Sunday, April 4, 2021

Morning chemo may boost survival for brain cancer patients

Photo credit – Washington University School of Medicine 
CANCER DIGEST – April 4, 2021 – Switching treatment to mornings may add months of survival to patients treated for an aggressive form of brain cancer, a new study shows.

The study involved a look back at the treatment of 166 patients treated for glioblastoma at Washington University School of Medicine. The treatments included surgery, chemoradiation and a chemotherapy regimen using Temozolomide (TMZ). 

When they looked at the patterns of treatment and adjusted for other factors, they found that those patients who were treated with TMZ in the morning survived an average of 4 months longer. The study appeared online March 2, 2021 in the journal Neuro-Oncology Advances.

“We are working hard to develop better treatments for this deadly cancer, but even so, the best we can do right now is prolong survival and try to preserve quality of life for our patients,” co-senior author and neuro-oncologist Jian L. Campian, MD, PhD, said in a press release. “These results are exciting because they suggest we can extend survival simply by giving our standard chemotherapy in the morning.”

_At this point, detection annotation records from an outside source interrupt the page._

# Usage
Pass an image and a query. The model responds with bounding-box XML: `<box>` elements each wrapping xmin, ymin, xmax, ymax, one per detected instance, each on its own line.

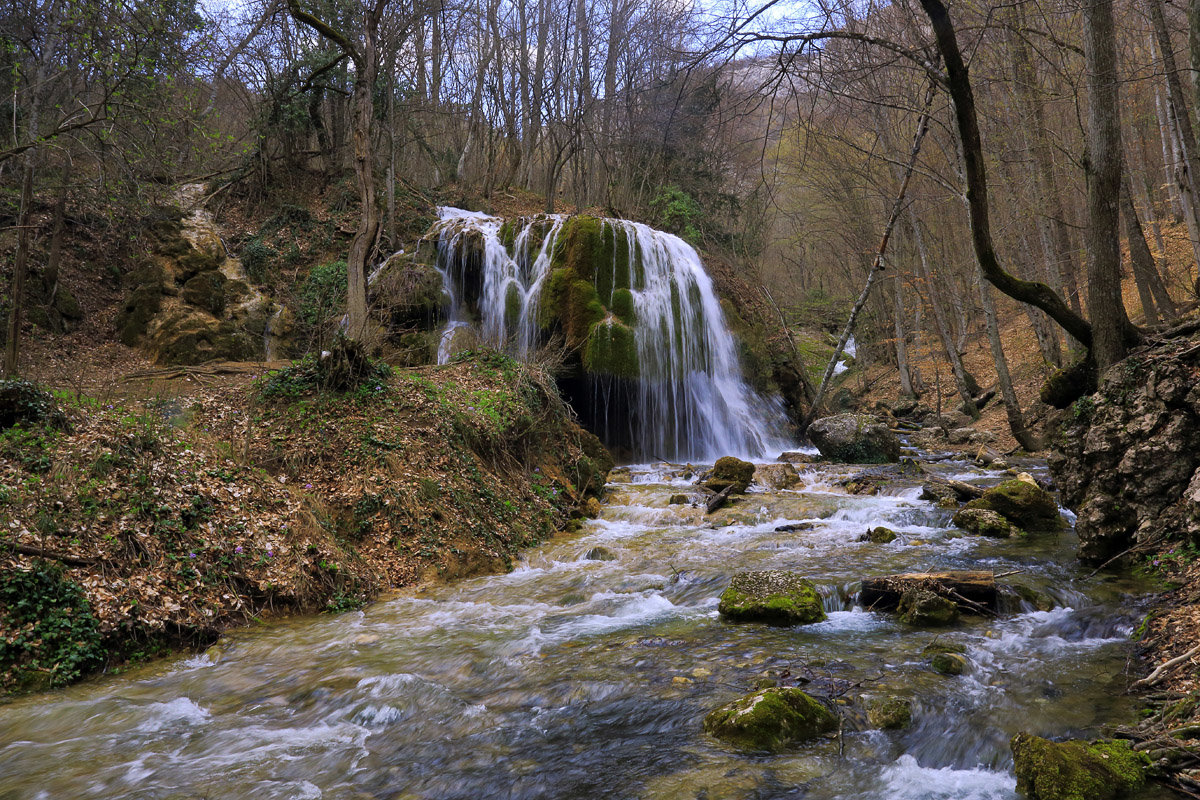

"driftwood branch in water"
<box><xmin>800</xmin><ymin>84</ymin><xmax>935</xmax><ymax>435</ymax></box>
<box><xmin>920</xmin><ymin>0</ymin><xmax>1092</xmax><ymax>348</ymax></box>
<box><xmin>704</xmin><ymin>483</ymin><xmax>733</xmax><ymax>513</ymax></box>
<box><xmin>929</xmin><ymin>475</ymin><xmax>984</xmax><ymax>500</ymax></box>
<box><xmin>8</xmin><ymin>545</ymin><xmax>100</xmax><ymax>566</ymax></box>
<box><xmin>1133</xmin><ymin>644</ymin><xmax>1200</xmax><ymax>687</ymax></box>
<box><xmin>859</xmin><ymin>571</ymin><xmax>997</xmax><ymax>614</ymax></box>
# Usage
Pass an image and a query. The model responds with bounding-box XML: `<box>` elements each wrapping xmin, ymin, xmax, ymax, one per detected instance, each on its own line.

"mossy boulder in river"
<box><xmin>1010</xmin><ymin>733</ymin><xmax>1150</xmax><ymax>800</ymax></box>
<box><xmin>704</xmin><ymin>456</ymin><xmax>754</xmax><ymax>494</ymax></box>
<box><xmin>950</xmin><ymin>509</ymin><xmax>1025</xmax><ymax>539</ymax></box>
<box><xmin>808</xmin><ymin>414</ymin><xmax>900</xmax><ymax>464</ymax></box>
<box><xmin>899</xmin><ymin>589</ymin><xmax>959</xmax><ymax>626</ymax></box>
<box><xmin>866</xmin><ymin>697</ymin><xmax>912</xmax><ymax>730</ymax></box>
<box><xmin>955</xmin><ymin>477</ymin><xmax>1063</xmax><ymax>530</ymax></box>
<box><xmin>704</xmin><ymin>687</ymin><xmax>838</xmax><ymax>751</ymax></box>
<box><xmin>716</xmin><ymin>570</ymin><xmax>826</xmax><ymax>625</ymax></box>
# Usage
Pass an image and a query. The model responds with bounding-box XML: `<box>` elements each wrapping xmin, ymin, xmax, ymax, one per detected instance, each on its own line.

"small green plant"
<box><xmin>650</xmin><ymin>184</ymin><xmax>704</xmax><ymax>243</ymax></box>
<box><xmin>0</xmin><ymin>563</ymin><xmax>104</xmax><ymax>688</ymax></box>
<box><xmin>0</xmin><ymin>425</ymin><xmax>58</xmax><ymax>475</ymax></box>
<box><xmin>300</xmin><ymin>261</ymin><xmax>346</xmax><ymax>325</ymax></box>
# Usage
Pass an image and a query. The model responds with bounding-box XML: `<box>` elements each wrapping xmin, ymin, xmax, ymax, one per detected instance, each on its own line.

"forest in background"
<box><xmin>0</xmin><ymin>0</ymin><xmax>1200</xmax><ymax>438</ymax></box>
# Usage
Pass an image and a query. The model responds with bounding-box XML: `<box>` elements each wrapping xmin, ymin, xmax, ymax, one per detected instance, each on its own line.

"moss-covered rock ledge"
<box><xmin>0</xmin><ymin>353</ymin><xmax>612</xmax><ymax>694</ymax></box>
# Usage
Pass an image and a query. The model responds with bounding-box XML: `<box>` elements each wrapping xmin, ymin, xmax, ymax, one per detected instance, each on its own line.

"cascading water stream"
<box><xmin>0</xmin><ymin>462</ymin><xmax>1157</xmax><ymax>800</ymax></box>
<box><xmin>438</xmin><ymin>207</ymin><xmax>790</xmax><ymax>461</ymax></box>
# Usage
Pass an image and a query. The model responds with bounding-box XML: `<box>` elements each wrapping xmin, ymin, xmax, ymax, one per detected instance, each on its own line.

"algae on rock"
<box><xmin>704</xmin><ymin>686</ymin><xmax>838</xmax><ymax>751</ymax></box>
<box><xmin>716</xmin><ymin>570</ymin><xmax>827</xmax><ymax>625</ymax></box>
<box><xmin>1010</xmin><ymin>733</ymin><xmax>1150</xmax><ymax>800</ymax></box>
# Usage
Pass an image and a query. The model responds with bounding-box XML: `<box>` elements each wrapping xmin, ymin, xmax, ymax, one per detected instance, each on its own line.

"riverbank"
<box><xmin>0</xmin><ymin>354</ymin><xmax>611</xmax><ymax>692</ymax></box>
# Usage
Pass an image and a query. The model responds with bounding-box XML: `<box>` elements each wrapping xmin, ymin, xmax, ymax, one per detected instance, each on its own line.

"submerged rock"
<box><xmin>930</xmin><ymin>652</ymin><xmax>970</xmax><ymax>675</ymax></box>
<box><xmin>866</xmin><ymin>697</ymin><xmax>912</xmax><ymax>730</ymax></box>
<box><xmin>704</xmin><ymin>456</ymin><xmax>754</xmax><ymax>494</ymax></box>
<box><xmin>920</xmin><ymin>481</ymin><xmax>959</xmax><ymax>509</ymax></box>
<box><xmin>950</xmin><ymin>507</ymin><xmax>1025</xmax><ymax>539</ymax></box>
<box><xmin>1010</xmin><ymin>733</ymin><xmax>1150</xmax><ymax>800</ymax></box>
<box><xmin>808</xmin><ymin>414</ymin><xmax>900</xmax><ymax>464</ymax></box>
<box><xmin>754</xmin><ymin>464</ymin><xmax>800</xmax><ymax>489</ymax></box>
<box><xmin>899</xmin><ymin>589</ymin><xmax>959</xmax><ymax>626</ymax></box>
<box><xmin>965</xmin><ymin>477</ymin><xmax>1063</xmax><ymax>530</ymax></box>
<box><xmin>583</xmin><ymin>546</ymin><xmax>617</xmax><ymax>561</ymax></box>
<box><xmin>704</xmin><ymin>687</ymin><xmax>838</xmax><ymax>751</ymax></box>
<box><xmin>716</xmin><ymin>570</ymin><xmax>826</xmax><ymax>625</ymax></box>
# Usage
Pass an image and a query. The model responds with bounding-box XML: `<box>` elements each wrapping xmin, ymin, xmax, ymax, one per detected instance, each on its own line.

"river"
<box><xmin>0</xmin><ymin>461</ymin><xmax>1166</xmax><ymax>800</ymax></box>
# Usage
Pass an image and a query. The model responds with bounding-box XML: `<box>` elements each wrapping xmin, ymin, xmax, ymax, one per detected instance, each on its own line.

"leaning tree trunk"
<box><xmin>977</xmin><ymin>265</ymin><xmax>1042</xmax><ymax>452</ymax></box>
<box><xmin>800</xmin><ymin>86</ymin><xmax>934</xmax><ymax>435</ymax></box>
<box><xmin>892</xmin><ymin>273</ymin><xmax>917</xmax><ymax>397</ymax></box>
<box><xmin>1084</xmin><ymin>0</ymin><xmax>1128</xmax><ymax>372</ymax></box>
<box><xmin>920</xmin><ymin>0</ymin><xmax>1092</xmax><ymax>347</ymax></box>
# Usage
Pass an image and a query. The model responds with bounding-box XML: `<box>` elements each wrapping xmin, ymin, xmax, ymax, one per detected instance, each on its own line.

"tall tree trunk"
<box><xmin>920</xmin><ymin>0</ymin><xmax>1092</xmax><ymax>345</ymax></box>
<box><xmin>908</xmin><ymin>214</ymin><xmax>974</xmax><ymax>405</ymax></box>
<box><xmin>800</xmin><ymin>86</ymin><xmax>934</xmax><ymax>435</ymax></box>
<box><xmin>976</xmin><ymin>264</ymin><xmax>1042</xmax><ymax>452</ymax></box>
<box><xmin>1147</xmin><ymin>0</ymin><xmax>1200</xmax><ymax>275</ymax></box>
<box><xmin>1008</xmin><ymin>13</ymin><xmax>1084</xmax><ymax>315</ymax></box>
<box><xmin>4</xmin><ymin>159</ymin><xmax>37</xmax><ymax>380</ymax></box>
<box><xmin>1084</xmin><ymin>0</ymin><xmax>1128</xmax><ymax>372</ymax></box>
<box><xmin>892</xmin><ymin>273</ymin><xmax>917</xmax><ymax>397</ymax></box>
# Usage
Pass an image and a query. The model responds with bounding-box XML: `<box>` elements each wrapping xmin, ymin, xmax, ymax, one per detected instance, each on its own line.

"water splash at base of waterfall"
<box><xmin>438</xmin><ymin>207</ymin><xmax>791</xmax><ymax>461</ymax></box>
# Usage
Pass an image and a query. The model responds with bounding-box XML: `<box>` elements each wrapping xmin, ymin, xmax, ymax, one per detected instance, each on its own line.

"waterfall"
<box><xmin>429</xmin><ymin>207</ymin><xmax>790</xmax><ymax>462</ymax></box>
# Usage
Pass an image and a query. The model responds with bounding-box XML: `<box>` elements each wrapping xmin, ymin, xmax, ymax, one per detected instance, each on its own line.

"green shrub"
<box><xmin>0</xmin><ymin>563</ymin><xmax>104</xmax><ymax>688</ymax></box>
<box><xmin>300</xmin><ymin>261</ymin><xmax>346</xmax><ymax>325</ymax></box>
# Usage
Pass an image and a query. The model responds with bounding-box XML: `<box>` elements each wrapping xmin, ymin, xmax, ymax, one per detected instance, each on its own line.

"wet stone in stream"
<box><xmin>0</xmin><ymin>461</ymin><xmax>1171</xmax><ymax>800</ymax></box>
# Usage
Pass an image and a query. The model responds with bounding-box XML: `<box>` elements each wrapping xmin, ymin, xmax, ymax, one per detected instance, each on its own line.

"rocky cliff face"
<box><xmin>1050</xmin><ymin>339</ymin><xmax>1200</xmax><ymax>561</ymax></box>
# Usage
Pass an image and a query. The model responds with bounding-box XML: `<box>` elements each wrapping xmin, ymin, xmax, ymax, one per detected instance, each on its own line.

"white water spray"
<box><xmin>438</xmin><ymin>207</ymin><xmax>791</xmax><ymax>462</ymax></box>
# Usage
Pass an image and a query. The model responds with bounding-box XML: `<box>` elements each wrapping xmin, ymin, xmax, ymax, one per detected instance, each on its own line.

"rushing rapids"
<box><xmin>427</xmin><ymin>207</ymin><xmax>787</xmax><ymax>461</ymax></box>
<box><xmin>0</xmin><ymin>453</ymin><xmax>1161</xmax><ymax>800</ymax></box>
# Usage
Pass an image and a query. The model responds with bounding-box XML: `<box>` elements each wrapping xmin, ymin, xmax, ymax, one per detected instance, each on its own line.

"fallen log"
<box><xmin>704</xmin><ymin>483</ymin><xmax>733</xmax><ymax>513</ymax></box>
<box><xmin>859</xmin><ymin>571</ymin><xmax>998</xmax><ymax>614</ymax></box>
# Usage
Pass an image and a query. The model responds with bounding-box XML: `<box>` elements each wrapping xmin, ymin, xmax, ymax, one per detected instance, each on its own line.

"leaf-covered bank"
<box><xmin>0</xmin><ymin>354</ymin><xmax>611</xmax><ymax>692</ymax></box>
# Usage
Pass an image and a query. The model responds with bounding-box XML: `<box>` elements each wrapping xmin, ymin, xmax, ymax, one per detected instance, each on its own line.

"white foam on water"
<box><xmin>134</xmin><ymin>697</ymin><xmax>211</xmax><ymax>733</ymax></box>
<box><xmin>860</xmin><ymin>754</ymin><xmax>1016</xmax><ymax>800</ymax></box>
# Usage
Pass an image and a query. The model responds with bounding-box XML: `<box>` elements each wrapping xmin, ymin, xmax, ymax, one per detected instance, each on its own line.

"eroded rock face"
<box><xmin>116</xmin><ymin>209</ymin><xmax>284</xmax><ymax>365</ymax></box>
<box><xmin>1050</xmin><ymin>341</ymin><xmax>1200</xmax><ymax>563</ymax></box>
<box><xmin>716</xmin><ymin>570</ymin><xmax>826</xmax><ymax>625</ymax></box>
<box><xmin>704</xmin><ymin>456</ymin><xmax>754</xmax><ymax>494</ymax></box>
<box><xmin>808</xmin><ymin>414</ymin><xmax>900</xmax><ymax>464</ymax></box>
<box><xmin>1010</xmin><ymin>733</ymin><xmax>1150</xmax><ymax>800</ymax></box>
<box><xmin>899</xmin><ymin>589</ymin><xmax>959</xmax><ymax>627</ymax></box>
<box><xmin>704</xmin><ymin>687</ymin><xmax>838</xmax><ymax>751</ymax></box>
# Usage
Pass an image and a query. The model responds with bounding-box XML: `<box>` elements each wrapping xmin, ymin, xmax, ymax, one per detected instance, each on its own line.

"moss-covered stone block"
<box><xmin>704</xmin><ymin>456</ymin><xmax>755</xmax><ymax>494</ymax></box>
<box><xmin>583</xmin><ymin>318</ymin><xmax>640</xmax><ymax>378</ymax></box>
<box><xmin>716</xmin><ymin>570</ymin><xmax>827</xmax><ymax>625</ymax></box>
<box><xmin>704</xmin><ymin>687</ymin><xmax>838</xmax><ymax>751</ymax></box>
<box><xmin>964</xmin><ymin>479</ymin><xmax>1066</xmax><ymax>530</ymax></box>
<box><xmin>1010</xmin><ymin>733</ymin><xmax>1150</xmax><ymax>800</ymax></box>
<box><xmin>180</xmin><ymin>270</ymin><xmax>227</xmax><ymax>317</ymax></box>
<box><xmin>116</xmin><ymin>282</ymin><xmax>163</xmax><ymax>347</ymax></box>
<box><xmin>866</xmin><ymin>697</ymin><xmax>912</xmax><ymax>730</ymax></box>
<box><xmin>866</xmin><ymin>525</ymin><xmax>900</xmax><ymax>545</ymax></box>
<box><xmin>950</xmin><ymin>509</ymin><xmax>1025</xmax><ymax>539</ymax></box>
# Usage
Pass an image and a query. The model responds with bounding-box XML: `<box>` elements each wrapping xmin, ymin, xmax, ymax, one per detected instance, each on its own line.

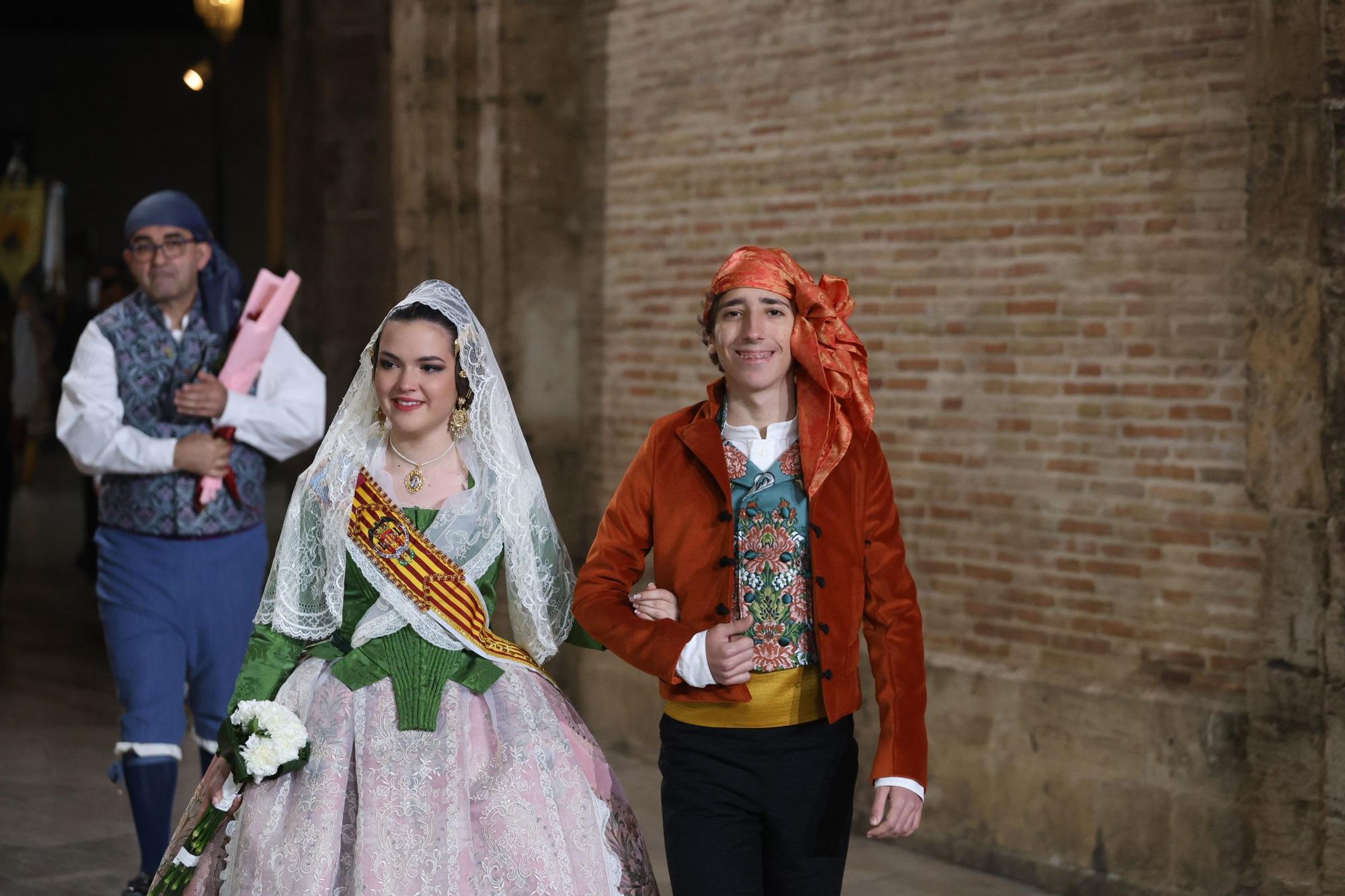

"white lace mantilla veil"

Glioblastoma is one of the most deadly forms of brain cancer with patients surviving an average of 12 to 18 months after diagnosis and only 7 percent of patients surviving 5 years or more, according to the National Brain Tumor Society.

In this study those treated with TMZ in the morning survived an average of 17 months compared to an average survival of 13.5 months for those treated in the evening. When they looked at a subset of patients with what are called methylated tumors and took into account other factors affecting survival the researchers found that median overall survival was 6 months longer for the patients treated in the morning.

"Very few clinical trials consider time of day even though they target a biological process that varies with time of day and with a drug that is rapidly cleared from the body," Joshua B. Rubin, MD, PhD co-senior author of the study said in a press release.

"We will need clinical trials to verify this effect, but evidence so far suggests that the standard-of-care treatment for glioblastoma over the past 20 years could be improved simply by asking patients to take the approved drug in the morning,” he added.